Nach den kräftigen Verlusten im Vormonat konnten sich die Kapitalmärkte im Juli 2022 wieder erholen. Und dies, obwohl sich die Notenbanken der Industrieländer auf einem aggressivem geldpolitischen Straffungskurs befinden. So schritt die US-Notenbank Federal Reserve System (Fed) mit einem zweiten Zinsschritt von 75 Basispunkten auf dem Zinserhöhungspfad weiter voran. Dies war angesichts eines neuen 40-Jahreshochs bei der Konsumentenpreisinflation von 9,1 Prozent von den Marktteilnehmern erwartet worden.

Die Europäische Zentralbank (EZB) startete parallel mit dem ersten Zinsschritt seit elf Jahren ihren Zinserhöhungszyklus. Dieser fiel mit 0,5 Prozent stärker aus, als dies die Volkswirte und Strategen erwartet hatten. Gleichzeitig wurde mit dem Transmission Protection Instrument (TPI) ein Instrument vorgestellt, welches eine weitere, zu starke Ausweitung der Kreditaufschläge der Euro-Peripherie-Länder verhindern soll.

Entwicklung der Anlagemärkte im Juli 2022

Wie am Anfang des Artikels schon dargelegt, konnten sich die Kapitalmärkte im vergangenen Monat wieder erholen. Für den weltweiten MSCI World Index bedeutete dies einen Zuwachs von +7,9 Prozent. Dabei waren Wachstumsaktien die Treiber der Erholung. Wie so oft kamen die Impulse von den US-Aktien, wobei der S&P 500 Index um +9,1 Prozent zulegte und der technologielastige NASDAQ Composite Index sogar einen Zuwachs von +12,4 Prozent schaffte. Die europäischen Pendants kamen dagegen nur auf gemischte Zahlen.
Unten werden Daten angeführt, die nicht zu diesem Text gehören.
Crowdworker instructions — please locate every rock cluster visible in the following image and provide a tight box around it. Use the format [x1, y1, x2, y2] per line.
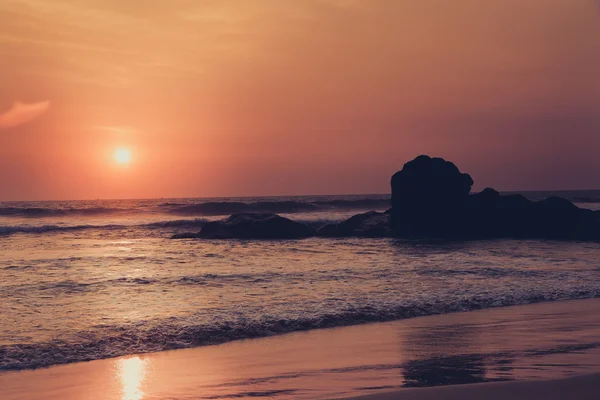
[174, 155, 600, 240]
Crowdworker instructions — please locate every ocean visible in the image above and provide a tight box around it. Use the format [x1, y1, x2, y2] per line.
[0, 191, 600, 370]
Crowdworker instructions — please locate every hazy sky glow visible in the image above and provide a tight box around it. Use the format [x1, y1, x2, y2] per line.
[0, 0, 600, 200]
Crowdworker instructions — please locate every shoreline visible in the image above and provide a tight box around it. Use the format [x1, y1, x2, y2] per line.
[346, 373, 600, 400]
[0, 299, 600, 400]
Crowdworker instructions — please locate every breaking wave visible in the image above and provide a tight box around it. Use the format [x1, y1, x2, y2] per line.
[0, 218, 207, 236]
[0, 282, 600, 371]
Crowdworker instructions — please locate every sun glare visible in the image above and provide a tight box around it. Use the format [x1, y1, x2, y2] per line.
[113, 147, 131, 165]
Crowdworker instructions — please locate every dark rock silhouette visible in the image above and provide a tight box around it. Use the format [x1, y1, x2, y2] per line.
[317, 211, 392, 237]
[173, 155, 600, 240]
[173, 213, 315, 239]
[391, 155, 473, 235]
[391, 156, 600, 240]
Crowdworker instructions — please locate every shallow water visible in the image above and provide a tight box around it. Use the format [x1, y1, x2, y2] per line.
[0, 192, 600, 370]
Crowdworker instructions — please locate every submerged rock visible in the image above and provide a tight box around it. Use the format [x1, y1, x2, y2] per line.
[317, 211, 392, 237]
[173, 156, 600, 240]
[173, 213, 315, 239]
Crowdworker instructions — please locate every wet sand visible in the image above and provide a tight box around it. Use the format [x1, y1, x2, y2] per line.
[346, 374, 600, 400]
[0, 299, 600, 400]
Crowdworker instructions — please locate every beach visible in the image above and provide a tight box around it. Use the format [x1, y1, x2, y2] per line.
[346, 374, 600, 400]
[0, 299, 600, 400]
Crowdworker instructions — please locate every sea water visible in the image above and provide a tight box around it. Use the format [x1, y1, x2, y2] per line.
[0, 191, 600, 370]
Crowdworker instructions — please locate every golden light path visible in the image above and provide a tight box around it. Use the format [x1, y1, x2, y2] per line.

So konnte sich der französische CAC 40 Index um + 8,9 Prozent steigern, während sich der spanische IBEX 35 Index nur mit einem mageren Zuwachs von 0,7  Prozent zu frieden zeigen konnte. Der deutsche DAX Index rettete sich mit einem Zuwachs von +5,5 Prozent ins Ziel und kam damit aber auch nur ins Mittelfeld.

DAX Entwicklung

Auch die Rentenmärkte konnten sich kräftig erholen. Zu gaben die sicheren Renditen rund um den Globus nach, getrieben von Rezessionssorgen und der Erwartung, dass die Zentralbanken bald wieder moderatere geldpolitische Töne anschlagen müssten. In den USA sank die Rendite der zehnjährigen Staatspapiere um 36 Basispunkte auf 2,65 Prozent, obwohl die Inflationsdaten erneut höher als prognostiziert ausfielen. Die den deutschen Staatsanleihen rentierten sogar mit 0,52 Prozent niedriger, bei 0,82 Prozent. Bei den Unternehmensanleihen engten sich die Kreditaufschläge leicht ein, so dass hier die Kursgewinne noch ein bisschen höher lagen.
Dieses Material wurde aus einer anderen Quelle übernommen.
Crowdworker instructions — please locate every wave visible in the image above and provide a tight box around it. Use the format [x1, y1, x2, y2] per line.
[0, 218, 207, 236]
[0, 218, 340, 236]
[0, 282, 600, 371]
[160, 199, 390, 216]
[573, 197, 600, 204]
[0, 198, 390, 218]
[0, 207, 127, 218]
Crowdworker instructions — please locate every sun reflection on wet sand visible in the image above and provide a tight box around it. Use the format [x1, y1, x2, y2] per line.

Die Rohstoffmärkte konnten sich dagegen nicht zwischen Rezessionsängsten und Angebotsengpässen entscheiden und hielten sich die Waage. Dagegen blieben die geopolitischen Spannungen und die Energiekrise als Belastungsfaktor erhalten. Nach den politischen Provakationen von Russland mit der Nordstream 1-Pipeline floss zwar wieder russisches Erdgas nach Deutschland, die Kapazität lag allerdings nur auf dem vorherigen Niveau von 40 Prozent. Dazu kam die Ankündigung Russlands, eine weitere Halbierung der Gaslieferungen in den kommenden Wochen vorzunehmen, da angeblich weitere Instandsetzungsarbeiten anstehen würden. Dadurch stieg der europäische Preis für Erdgas auf neue Höchststände und lag im Juli 2022 bei einem Plus von 28 Prozent.
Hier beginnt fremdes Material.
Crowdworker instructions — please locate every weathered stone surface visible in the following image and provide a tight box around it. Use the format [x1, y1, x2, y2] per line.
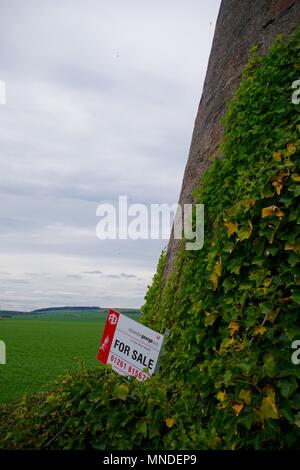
[165, 0, 300, 276]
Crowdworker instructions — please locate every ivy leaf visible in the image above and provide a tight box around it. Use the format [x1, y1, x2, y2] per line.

Auch der Kupferpreis, der häufig als Indikator für die wirtschaftliche Aktivität herangezogen wird, ging mit fast -4 Prozent nach unten. Weizen ging im Preis sogar um über -8 Prozent in den Keller. Dagegen haben sich die Preise für Silber, Nickel und Aluminium leicht verteuertet. Beim Gold war die Richtung dagegen ein andere, was an den steigenden Opportunitätskosten durch die Zinserhöhungen und der starken US-Währung lag und den Preis für die Feinunze um -2,3 Prozent nach unten zog.

Vollbeschäftigung in USA und Europa: Persistente Inflation

Die Inflation im Euroraum steigt weiter und die Zahlen lagen im April 2022 und Mai 2022 über den Schätzungen der Ökonomen, was sowohl die Gesamt- als auch für die Kerninflation betrifft. Auch in den USA deuten die monatlichen Inflationsraten auf einen anhaltenden, breit gefächerten Preisdruck hin.

Entwicklung der Konsumentenpreise in der USA und der Eurozone 2019 bis 2022

Auf Basis einer Analyse von historischen Inflationsphasen ist davon auszugehen, dass die Kerninflation tendenziell steigt, solange die Produktionskapazitäten ausgelastet sind und eine Vollbeschäftigung herrscht, was derzeit sowohl in den USA als auch in Europa gegeben ist. Auch höhere Energiepreise schlagen sich indirekt in der Kerninflation nieder, sogenannte Zweitrundeneffekte, d.h. Überwälzung gestiegener Energiepreise der Unternehmen an die Verbraucher.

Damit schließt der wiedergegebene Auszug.